Llego tarde, tardísimo con esta entrada, porque al menos en Euskadi el periodo de matriculación terminó hace ya semanas y lo de elegir centro escolar ya se os habrá quedado antiguo. Pero es que estos días los musos han estado de baja (y yo también) y no me he podido acercar al ordenador con las ganas que me hubiera gustado, así que ya lo siento si esta información os es inútil para este año.

Ya estamos bien, los musos y yo. Gracias. Volvemos al ataque.

Como esto de las comunidades autónomas es un guirigay y seguro que hay alguna donde aún estáis a tiempo para hacer la matrícula de vuestro churumbel o churumbela (he aprendido una palabra nueva), hoy os traigo una serie de recomendaciones que tener en cuenta a la hora de elegir centro escolar. Os las doy desde el punto de vista de una persona que se ha pasado media vida tratando de elegir el mejor centro posible para trabajar, así que, aunque no soy madre, sé en qué fijarme para saber si el centro escolar en cuestión se adapta a mis necesidades y a mi forma de pensar.

Os va a sorprender, pero las maestras y maestros también buscamos colegios majos. Qué cosas, oye.

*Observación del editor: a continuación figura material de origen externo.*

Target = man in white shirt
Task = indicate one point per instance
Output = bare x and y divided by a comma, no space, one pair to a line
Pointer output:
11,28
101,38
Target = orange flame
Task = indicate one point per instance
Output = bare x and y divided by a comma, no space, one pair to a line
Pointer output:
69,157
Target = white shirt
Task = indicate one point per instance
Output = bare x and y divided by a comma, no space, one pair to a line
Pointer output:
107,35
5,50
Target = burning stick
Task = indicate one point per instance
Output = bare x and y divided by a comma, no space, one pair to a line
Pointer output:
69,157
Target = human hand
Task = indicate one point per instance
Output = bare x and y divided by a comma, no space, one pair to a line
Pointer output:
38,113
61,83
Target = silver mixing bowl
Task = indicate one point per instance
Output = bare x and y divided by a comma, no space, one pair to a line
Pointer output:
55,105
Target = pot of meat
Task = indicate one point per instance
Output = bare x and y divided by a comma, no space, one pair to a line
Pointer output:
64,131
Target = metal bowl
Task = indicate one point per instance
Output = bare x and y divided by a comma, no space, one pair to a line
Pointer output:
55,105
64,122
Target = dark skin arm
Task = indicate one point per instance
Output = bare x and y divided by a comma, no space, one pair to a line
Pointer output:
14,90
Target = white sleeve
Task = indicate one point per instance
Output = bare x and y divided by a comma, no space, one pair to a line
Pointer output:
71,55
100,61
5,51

(*Aclaro que esta lista tiene que ver con los centros públicos. No tengo ni idea de qué buscan las familias que llevan a sus hijos e hijas a la concertada, porque yo no sabría qué pedirle a una escuela privada. Las diferencias entre un tipo de escuela y otro son abismales, no es tontería, y no me pienso mojar. Hoy).

La distancia no importa (tanto)

Creo que una de los criterios que las familias más nos han repetido a mis compañeras y a mí a la hora de elegir centro escolar ha sido “es que vivimos aquí al lado”. Tiene sentido, claro, porque están viendo a sus peques de dos o tres años, aún indefensos y completamente dependientes de los adultos de la casa, y la cercanía del centro a casa es un factor importante por comodidad.

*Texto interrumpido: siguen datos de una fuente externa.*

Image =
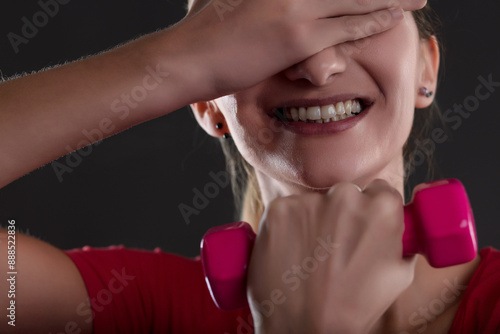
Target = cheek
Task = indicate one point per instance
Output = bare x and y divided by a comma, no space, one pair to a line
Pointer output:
252,131
392,64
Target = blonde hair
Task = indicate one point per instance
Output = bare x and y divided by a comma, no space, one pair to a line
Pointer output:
245,187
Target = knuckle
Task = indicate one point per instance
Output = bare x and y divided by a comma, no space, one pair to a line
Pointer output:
298,36
364,3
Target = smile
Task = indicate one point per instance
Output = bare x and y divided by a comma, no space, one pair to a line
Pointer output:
321,114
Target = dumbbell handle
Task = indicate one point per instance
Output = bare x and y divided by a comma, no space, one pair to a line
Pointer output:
438,224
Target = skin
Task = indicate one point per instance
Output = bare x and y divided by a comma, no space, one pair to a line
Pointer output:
389,69
236,68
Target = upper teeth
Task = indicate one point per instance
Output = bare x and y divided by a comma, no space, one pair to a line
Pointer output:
324,114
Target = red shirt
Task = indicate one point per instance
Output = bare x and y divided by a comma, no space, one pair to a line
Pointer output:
136,291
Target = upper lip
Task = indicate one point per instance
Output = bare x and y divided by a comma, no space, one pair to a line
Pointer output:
315,102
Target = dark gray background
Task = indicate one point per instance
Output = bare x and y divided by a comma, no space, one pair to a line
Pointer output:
127,191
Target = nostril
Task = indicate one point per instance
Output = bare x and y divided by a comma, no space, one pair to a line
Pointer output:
280,114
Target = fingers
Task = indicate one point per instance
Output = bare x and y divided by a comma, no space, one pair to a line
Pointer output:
357,7
350,28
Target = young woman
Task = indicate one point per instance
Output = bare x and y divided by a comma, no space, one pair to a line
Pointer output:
315,101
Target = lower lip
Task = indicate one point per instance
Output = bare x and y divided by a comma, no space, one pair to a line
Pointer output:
311,129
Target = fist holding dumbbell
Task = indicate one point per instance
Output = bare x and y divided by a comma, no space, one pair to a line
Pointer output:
332,257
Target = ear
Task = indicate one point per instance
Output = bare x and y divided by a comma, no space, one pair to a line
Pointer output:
429,69
208,116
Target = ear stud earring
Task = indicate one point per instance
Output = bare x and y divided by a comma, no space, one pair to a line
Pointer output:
425,92
219,126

(Las matrículas al instituto también se basan mucho en este criterio. Los vemos con once o doce años yendo solos por esas calles atestadas de coches y preferimos que estén cerca, para poder vigilarlos casi desde la ventana y controlar que no anden con gente rara, que no se pierdan por el camino, que desconocidos con mala pinta no les ofrezcan chicles. Pedazo ventana la nuestra, oye).

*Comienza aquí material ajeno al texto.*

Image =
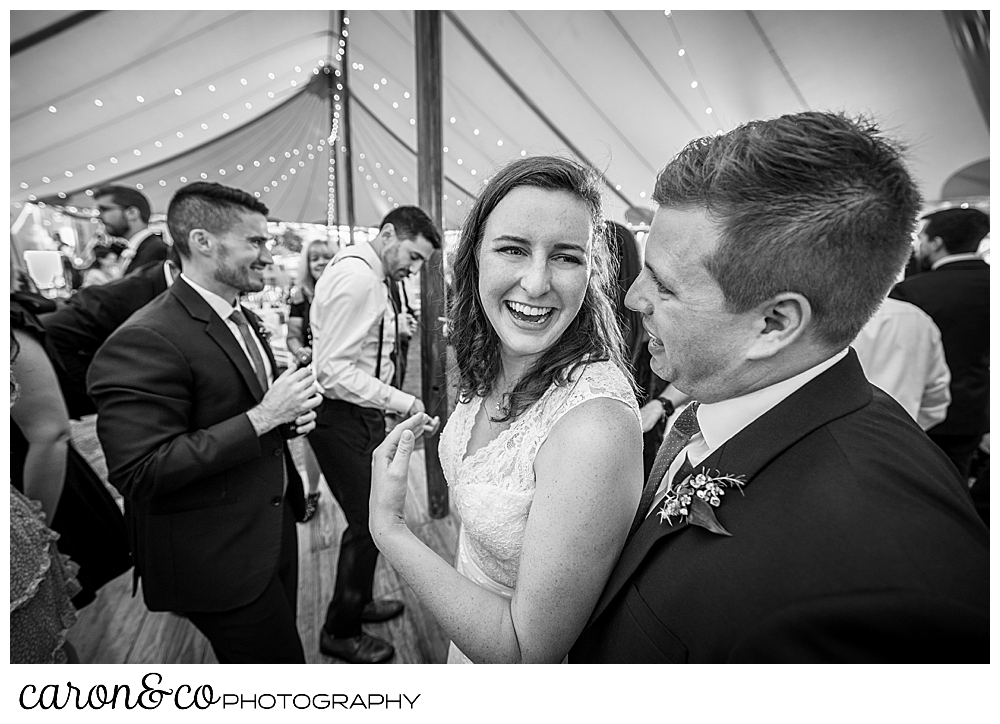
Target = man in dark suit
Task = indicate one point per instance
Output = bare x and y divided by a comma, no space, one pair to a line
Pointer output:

Pero esos niños y niñas van a crecer. En menos tiempo del que pensáis van a ser capaces de ir a hacer pequeñas compras solos, y al poco pedirán permiso para ir en grupo al cole, quizás acompañados de un solo adulto, y poco a poco la distancia hasta el centro dejará de importar.

Obviamente, no estoy hablando de elegir un colegio en el otro lado de la ciudad (o sí, si veis que tiene un buen sistema de transporte, ya sea del propio centro o público), sino de una o dos manzanas de distancia. Hemos tenido familias queriendo cambiar a sus peques de centro porque el colegio en el que están ahora está doscientos metros más lejos de su casa que el nuestro. (Os lo juro. Medido en Google Maps).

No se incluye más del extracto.